Yeah. And with respect to a number of the worst substantive public safety issues, we've been able to answer that question. Again and again, you know, repeating myself, but it, is foundational.
They are over and over and over and over again, driven by very small numbers of exceptional and identifiable people. And those folks and the dynamics that they're enmeshed in have turned out repeatedly to be extremely responsive to the kind of interventions that we've been talking about.
And that's good news, right? That we didn't, we didn't know that 30 years ago.
[00:30:00] There's, there's work going on in Brazil right now in the south of Brazil.
Which was one of the most violent places in the world. And folks without lots of money or lots of power, took this set of ideas they reorganized themselves and they said to these criminal organizations we are telling you that there will be a seven step escalating intervention.
It will begin with interfering with your economic activities on the ground. And it will end by going to your gang leadership in prison who are running their organizations from state prisons as happens all over the place, we will interfere with your prison conditions in ways that are absolutely legal and that you will not like.
And in a year, violence in the region went down almost 50%.
Paula (Host): Right. But I'd also don't wanna [00:31:00] lose the aspect of the program that isn't just a threat of, if you act up, we're gonna do this. because I don't think people can walk away from that kind of conversation and be like, okay, better figure out a better strategy.
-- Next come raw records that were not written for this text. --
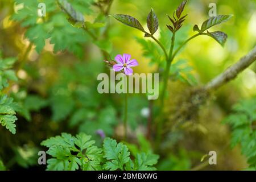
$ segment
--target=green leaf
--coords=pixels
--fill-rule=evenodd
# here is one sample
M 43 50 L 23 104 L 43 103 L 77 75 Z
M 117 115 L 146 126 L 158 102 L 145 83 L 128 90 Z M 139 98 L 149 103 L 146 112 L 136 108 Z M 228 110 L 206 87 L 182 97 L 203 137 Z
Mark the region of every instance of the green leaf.
M 151 9 L 151 11 L 147 16 L 147 25 L 152 35 L 153 35 L 158 29 L 158 19 L 152 9 Z
M 209 32 L 207 31 L 207 35 L 213 38 L 222 46 L 224 46 L 226 39 L 228 38 L 228 35 L 221 31 L 216 31 L 213 32 Z
M 59 6 L 65 11 L 72 20 L 76 22 L 84 22 L 84 18 L 82 14 L 76 11 L 71 3 L 66 0 L 58 0 Z
M 18 119 L 14 115 L 15 106 L 12 98 L 8 98 L 6 95 L 0 96 L 0 124 L 13 134 L 16 133 L 15 122 Z
M 187 1 L 187 0 L 183 1 L 176 10 L 176 15 L 177 18 L 180 18 Z
M 109 40 L 97 40 L 94 43 L 102 50 L 110 53 L 112 51 L 112 43 Z
M 220 23 L 228 22 L 233 15 L 218 15 L 217 16 L 212 17 L 203 23 L 201 30 L 199 31 L 198 26 L 197 25 L 194 26 L 194 31 L 197 31 L 199 32 L 203 32 L 205 30 L 210 27 L 219 24 Z
M 242 154 L 247 158 L 250 167 L 256 166 L 256 97 L 244 100 L 233 108 L 233 113 L 224 121 L 232 126 L 231 147 L 240 144 Z
M 12 134 L 16 133 L 16 125 L 15 122 L 17 118 L 13 115 L 0 115 L 0 123 L 3 126 L 5 126 Z
M 137 28 L 138 30 L 145 32 L 145 31 L 141 23 L 139 23 L 136 18 L 133 16 L 127 15 L 117 14 L 113 15 L 113 17 L 126 25 Z
M 156 169 L 152 167 L 158 162 L 159 156 L 155 154 L 142 152 L 136 156 L 134 169 L 138 171 L 154 171 Z
M 0 171 L 5 171 L 6 168 L 5 168 L 5 165 L 3 165 L 3 162 L 0 160 Z
M 84 133 L 62 133 L 41 143 L 49 147 L 47 153 L 53 158 L 47 160 L 47 170 L 101 170 L 102 150 L 93 146 L 91 136 Z
M 115 140 L 106 138 L 103 144 L 104 158 L 111 161 L 107 162 L 104 166 L 106 169 L 114 171 L 123 170 L 123 165 L 130 160 L 130 152 L 128 148 L 122 143 L 117 144 Z
M 88 28 L 102 28 L 105 26 L 105 24 L 104 23 L 100 22 L 95 22 L 93 23 L 90 23 L 90 22 L 85 22 L 85 27 Z
M 24 101 L 24 106 L 29 111 L 38 111 L 47 104 L 47 101 L 36 95 L 28 95 Z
David Kennedy: I beg to differ.
Paula (Host): Okay.
David Kennedy: And a a, and again, we make crime policy based on apriori ideas and not on the actual job of work that we need to do. There is absolutely no point in going to a mature and murderous gang leader and saying to him, we would like to help you. What you say to that person is, stop it.
And that's an absolutely appropriate thing to say to that person.
Sure.
And we should be really clear about this kind of thing. Yeah. [00:32:00] The one of, one of the things that's driven this work is that it doesn't begin with politics or precepts. It begins by looking at what is going on in the world and then figuring out what an appropriate response is.
And you're right that response should be driven very powerfully by norms.
But the way you approach one situation can be very different than the way you approach another.
Paula (Host): Well you've been very generous with your time with me, David. Do you have any more, articles coming out, books, anything that you'd like the audience to refer to when they are looking you up after this episode?
David Kennedy: I would encourage them to go to the website for my organization, the National Network for Safe Community.
So we are at John Jay College in New York City. And they will find way more than they want about all these.
Paula (Host): All right, great. Thank you so much for joining me. I weirdly enjoyed our conversation.[00:33:00]
David Kennedy: Good, Paula. Me too. Thanks a lot.
Paula (Host): Alright, thanks.
Paula: After we stopped recording, David asked me what I was taking away from our conversation. What stayed with me the most was the role of social intervention inside focused deterrence because I know people, people I care about who've been incarcerated for violent crimes, and I know that fear or pressure alone wouldn't have been enough to change their lives.
What made change possible was having a real path out, support relationships, and help imagining a different way. That's why the social support side of focus deterrence matters to me. It recognizes people as more than the worst thing they've done at the same time, I keep wondering what it would look like if we could offer that kind of support earlier before people even reach the emergency room phase of public safety.
So far, no one has figured out how to do that at scale, and that's where the gray lives. For me, [00:34:00] holding the truth that focus deterrence can reduce real harm now while still asking what it would take to build systems that offer people a way out before violence becomes their language.